Panic of 1893

From Academic Kids

The Panic of 1893 was a serious decline in the economy of the United States that began in 1893 and was precipitated in part by a run on the gold supply. The Panic was the worst financial crisis to hit the United States thus far, and occurred upon the concurrence of several events. First, too many people attempted to redeem notes for gold; ultimately the statutory limit for the maximum amount of gold in federal reserves was reached and gold could no longer be successfully redeemed. The United States Secretary of the Treasury, John Griffin Carlisle, threatened to redeem notes in silver, which was not as respected by the market (i.e. the redemption rate was thought to favor silver). Next, the Philadelphia and Reading Railroad went bankrupt. Then National Cordage Company, the most actively traded stock, went into receivership. A series of bank failures occurred, and the price of silver fell. The Northern Pacific Railway, the Union Pacific Railroad and the Atchison, Topeka & Santa Fe Railroad all failed. This was followed by the bankruptcy of many other companies, in total over 15,000 companies and 500 banks failed (many in the west). About 18% of the workforce was unemployed at the Panic's peak.
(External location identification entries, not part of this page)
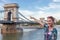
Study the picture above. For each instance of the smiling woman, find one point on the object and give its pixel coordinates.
(50, 33)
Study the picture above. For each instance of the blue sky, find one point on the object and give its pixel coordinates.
(36, 8)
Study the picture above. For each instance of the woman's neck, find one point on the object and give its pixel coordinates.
(50, 28)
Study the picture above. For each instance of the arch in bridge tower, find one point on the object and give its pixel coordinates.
(10, 16)
(14, 9)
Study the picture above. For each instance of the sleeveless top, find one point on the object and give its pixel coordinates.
(50, 35)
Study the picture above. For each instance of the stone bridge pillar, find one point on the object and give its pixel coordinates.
(10, 27)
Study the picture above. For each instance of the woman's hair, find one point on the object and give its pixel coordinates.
(53, 19)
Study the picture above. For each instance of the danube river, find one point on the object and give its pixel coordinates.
(28, 34)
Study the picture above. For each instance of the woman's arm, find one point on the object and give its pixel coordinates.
(38, 21)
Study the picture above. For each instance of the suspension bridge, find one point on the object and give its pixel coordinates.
(10, 17)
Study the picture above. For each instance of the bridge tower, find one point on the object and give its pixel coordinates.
(11, 17)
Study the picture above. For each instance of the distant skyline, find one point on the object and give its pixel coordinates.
(36, 8)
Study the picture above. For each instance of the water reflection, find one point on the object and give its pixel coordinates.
(17, 36)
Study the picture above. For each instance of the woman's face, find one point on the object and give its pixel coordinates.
(50, 22)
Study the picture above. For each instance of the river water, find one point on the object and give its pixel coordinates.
(28, 34)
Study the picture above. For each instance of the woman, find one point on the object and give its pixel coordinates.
(50, 33)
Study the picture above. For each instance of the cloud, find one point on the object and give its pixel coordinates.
(56, 0)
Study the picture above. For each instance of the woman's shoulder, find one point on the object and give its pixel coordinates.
(54, 30)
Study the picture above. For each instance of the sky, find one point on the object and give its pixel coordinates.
(36, 8)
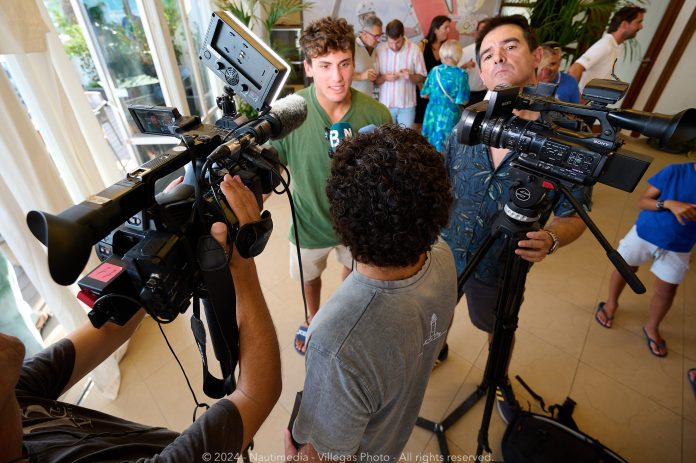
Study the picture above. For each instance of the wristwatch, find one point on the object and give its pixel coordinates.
(555, 244)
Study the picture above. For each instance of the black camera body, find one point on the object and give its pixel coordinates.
(556, 144)
(156, 249)
(157, 246)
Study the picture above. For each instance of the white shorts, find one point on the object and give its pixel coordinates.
(668, 266)
(314, 261)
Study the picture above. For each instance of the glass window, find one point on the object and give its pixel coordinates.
(198, 16)
(120, 38)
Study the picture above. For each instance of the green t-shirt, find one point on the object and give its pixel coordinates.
(306, 152)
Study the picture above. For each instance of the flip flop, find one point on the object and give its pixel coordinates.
(600, 308)
(654, 345)
(692, 380)
(300, 336)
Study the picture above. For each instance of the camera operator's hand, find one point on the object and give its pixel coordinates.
(536, 247)
(241, 200)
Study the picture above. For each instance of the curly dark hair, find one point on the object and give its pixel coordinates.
(627, 13)
(327, 35)
(389, 196)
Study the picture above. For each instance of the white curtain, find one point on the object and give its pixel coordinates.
(80, 162)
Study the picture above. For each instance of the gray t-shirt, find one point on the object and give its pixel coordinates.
(56, 431)
(370, 352)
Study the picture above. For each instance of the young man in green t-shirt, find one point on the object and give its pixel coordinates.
(329, 48)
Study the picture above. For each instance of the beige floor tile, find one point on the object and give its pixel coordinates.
(173, 397)
(464, 432)
(637, 428)
(268, 441)
(445, 382)
(148, 352)
(623, 356)
(557, 322)
(689, 449)
(464, 338)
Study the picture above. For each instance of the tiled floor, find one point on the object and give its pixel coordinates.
(638, 405)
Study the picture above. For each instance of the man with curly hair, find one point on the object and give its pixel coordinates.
(329, 48)
(372, 346)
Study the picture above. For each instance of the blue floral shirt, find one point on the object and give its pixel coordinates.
(480, 192)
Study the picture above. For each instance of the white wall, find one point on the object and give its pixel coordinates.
(680, 91)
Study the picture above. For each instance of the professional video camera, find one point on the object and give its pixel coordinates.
(555, 146)
(156, 250)
(555, 152)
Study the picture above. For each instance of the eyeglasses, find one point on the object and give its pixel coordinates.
(379, 38)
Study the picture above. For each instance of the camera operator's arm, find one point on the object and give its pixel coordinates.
(683, 212)
(259, 383)
(94, 345)
(538, 244)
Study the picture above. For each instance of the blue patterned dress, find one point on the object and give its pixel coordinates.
(442, 112)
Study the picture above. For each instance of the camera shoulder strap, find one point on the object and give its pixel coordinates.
(220, 315)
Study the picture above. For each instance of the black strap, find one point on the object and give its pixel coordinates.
(220, 312)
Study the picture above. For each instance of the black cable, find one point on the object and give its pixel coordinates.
(80, 440)
(188, 383)
(286, 186)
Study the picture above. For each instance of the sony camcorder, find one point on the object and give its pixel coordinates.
(556, 145)
(154, 247)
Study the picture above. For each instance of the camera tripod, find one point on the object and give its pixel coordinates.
(528, 202)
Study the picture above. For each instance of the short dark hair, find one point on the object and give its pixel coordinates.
(395, 29)
(627, 13)
(435, 24)
(514, 20)
(389, 195)
(325, 35)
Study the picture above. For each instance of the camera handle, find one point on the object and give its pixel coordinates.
(520, 215)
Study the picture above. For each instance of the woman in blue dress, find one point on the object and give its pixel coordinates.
(446, 88)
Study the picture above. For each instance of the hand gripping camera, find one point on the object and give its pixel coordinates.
(555, 145)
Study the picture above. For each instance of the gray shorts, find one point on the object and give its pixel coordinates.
(481, 299)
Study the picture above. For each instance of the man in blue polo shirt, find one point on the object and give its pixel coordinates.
(666, 232)
(549, 71)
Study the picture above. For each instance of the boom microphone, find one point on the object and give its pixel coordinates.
(285, 115)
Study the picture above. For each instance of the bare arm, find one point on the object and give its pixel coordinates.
(94, 345)
(259, 383)
(682, 211)
(576, 70)
(537, 246)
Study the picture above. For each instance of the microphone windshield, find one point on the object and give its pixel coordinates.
(286, 115)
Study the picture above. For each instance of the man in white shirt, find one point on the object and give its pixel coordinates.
(400, 67)
(477, 88)
(598, 61)
(365, 74)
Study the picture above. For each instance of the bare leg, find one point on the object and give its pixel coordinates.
(616, 287)
(662, 299)
(313, 294)
(345, 271)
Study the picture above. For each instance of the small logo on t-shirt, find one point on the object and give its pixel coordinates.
(434, 333)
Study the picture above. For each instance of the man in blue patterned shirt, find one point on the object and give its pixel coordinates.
(480, 175)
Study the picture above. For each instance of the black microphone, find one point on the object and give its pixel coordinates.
(285, 115)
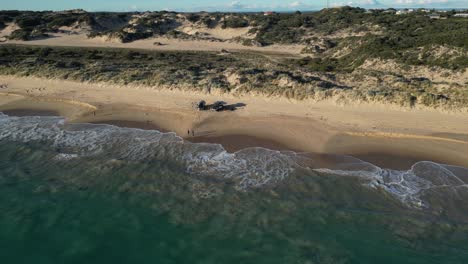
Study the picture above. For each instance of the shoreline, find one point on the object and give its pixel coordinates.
(385, 137)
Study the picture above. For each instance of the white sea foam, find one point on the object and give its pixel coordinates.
(249, 168)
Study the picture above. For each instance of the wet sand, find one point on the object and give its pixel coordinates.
(30, 112)
(390, 138)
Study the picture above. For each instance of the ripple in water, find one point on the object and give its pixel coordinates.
(248, 168)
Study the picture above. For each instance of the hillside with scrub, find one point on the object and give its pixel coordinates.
(346, 54)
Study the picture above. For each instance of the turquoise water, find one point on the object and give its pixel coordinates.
(102, 194)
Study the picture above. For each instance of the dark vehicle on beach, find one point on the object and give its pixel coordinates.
(217, 106)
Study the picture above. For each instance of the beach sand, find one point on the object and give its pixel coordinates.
(387, 136)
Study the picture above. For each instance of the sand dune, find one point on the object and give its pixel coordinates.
(81, 40)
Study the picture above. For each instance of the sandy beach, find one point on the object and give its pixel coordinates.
(385, 135)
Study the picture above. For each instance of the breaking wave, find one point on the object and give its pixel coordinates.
(248, 168)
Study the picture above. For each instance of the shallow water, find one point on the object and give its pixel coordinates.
(102, 194)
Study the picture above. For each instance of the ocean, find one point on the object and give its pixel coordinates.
(87, 193)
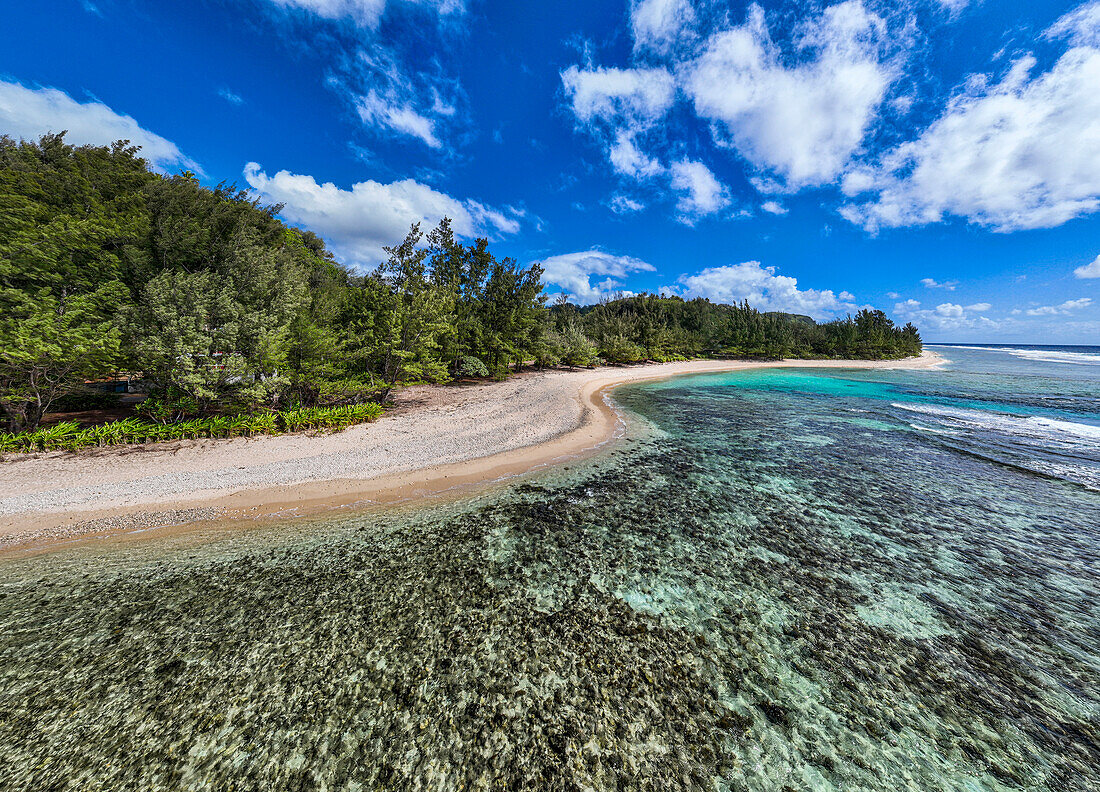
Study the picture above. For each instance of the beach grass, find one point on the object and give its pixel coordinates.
(68, 436)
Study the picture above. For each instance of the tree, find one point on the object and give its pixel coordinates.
(410, 318)
(73, 222)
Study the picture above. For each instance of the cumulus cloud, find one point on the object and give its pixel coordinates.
(659, 24)
(30, 112)
(1066, 307)
(358, 222)
(1089, 271)
(574, 272)
(765, 290)
(701, 194)
(945, 316)
(625, 205)
(1009, 154)
(364, 13)
(804, 121)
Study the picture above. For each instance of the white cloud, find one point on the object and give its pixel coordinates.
(1089, 271)
(1066, 307)
(953, 6)
(629, 161)
(1019, 153)
(388, 113)
(765, 290)
(230, 96)
(1080, 26)
(364, 13)
(658, 24)
(625, 205)
(30, 112)
(945, 316)
(573, 273)
(358, 222)
(701, 194)
(634, 97)
(804, 121)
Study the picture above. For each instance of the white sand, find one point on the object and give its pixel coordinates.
(437, 438)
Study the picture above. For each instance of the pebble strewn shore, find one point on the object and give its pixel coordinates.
(116, 524)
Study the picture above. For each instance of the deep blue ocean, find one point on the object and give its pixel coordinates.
(788, 580)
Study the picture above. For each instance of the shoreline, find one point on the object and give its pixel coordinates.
(432, 446)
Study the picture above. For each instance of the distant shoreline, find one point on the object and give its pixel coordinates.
(440, 441)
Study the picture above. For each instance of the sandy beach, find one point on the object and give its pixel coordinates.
(437, 439)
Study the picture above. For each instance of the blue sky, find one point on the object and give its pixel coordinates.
(935, 158)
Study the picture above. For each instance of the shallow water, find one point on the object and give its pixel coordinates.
(801, 580)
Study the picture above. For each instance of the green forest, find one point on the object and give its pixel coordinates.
(226, 312)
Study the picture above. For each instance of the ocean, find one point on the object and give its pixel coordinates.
(788, 580)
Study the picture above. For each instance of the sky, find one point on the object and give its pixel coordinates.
(935, 158)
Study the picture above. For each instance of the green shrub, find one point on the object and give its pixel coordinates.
(68, 436)
(470, 366)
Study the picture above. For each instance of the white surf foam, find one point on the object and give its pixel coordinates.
(1042, 355)
(1034, 427)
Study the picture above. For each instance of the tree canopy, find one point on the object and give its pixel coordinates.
(107, 267)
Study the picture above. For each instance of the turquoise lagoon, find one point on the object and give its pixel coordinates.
(794, 580)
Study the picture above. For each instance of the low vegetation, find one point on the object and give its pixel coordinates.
(68, 436)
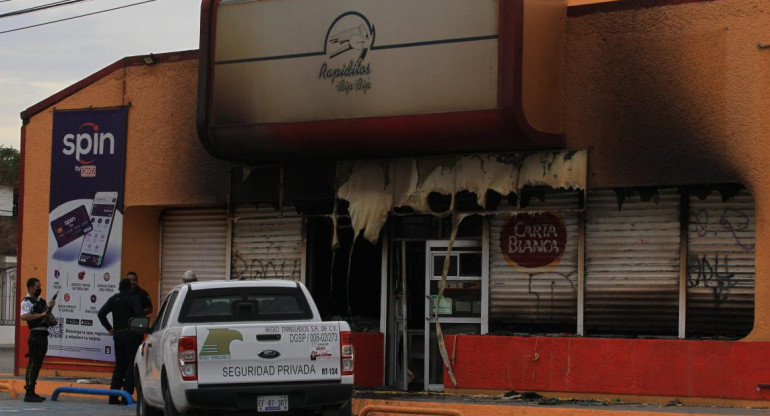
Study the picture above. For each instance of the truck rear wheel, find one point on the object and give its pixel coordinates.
(344, 410)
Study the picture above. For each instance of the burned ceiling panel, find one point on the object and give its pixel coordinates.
(375, 188)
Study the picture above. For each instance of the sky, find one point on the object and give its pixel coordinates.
(38, 62)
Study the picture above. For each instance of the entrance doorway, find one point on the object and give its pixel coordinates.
(417, 252)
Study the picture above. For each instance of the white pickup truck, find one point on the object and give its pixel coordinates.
(256, 346)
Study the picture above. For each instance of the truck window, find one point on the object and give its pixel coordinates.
(169, 305)
(245, 304)
(158, 324)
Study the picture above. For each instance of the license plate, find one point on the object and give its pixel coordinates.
(273, 403)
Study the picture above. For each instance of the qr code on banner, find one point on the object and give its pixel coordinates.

The US economy finally began to recover in 1896, when an issue of notes was able to sustain gold reserves above $100 million, along with new gold production, and gave confidence to the public and the markets, but the recovery came too late to be associated with the democratic party.

The causes are numerous, but a major one was the Sherman Silver Purchase Act of 1890, perhaps along with the protectionist McKinley Tariff also of 1890. The Sherman Act required to the Treasury to purchase silver using notes backed by either silver or gold.


See also

External links

  • Panic of 1893 (http://www.financialhistory.org/fh/1998/61-1.htm)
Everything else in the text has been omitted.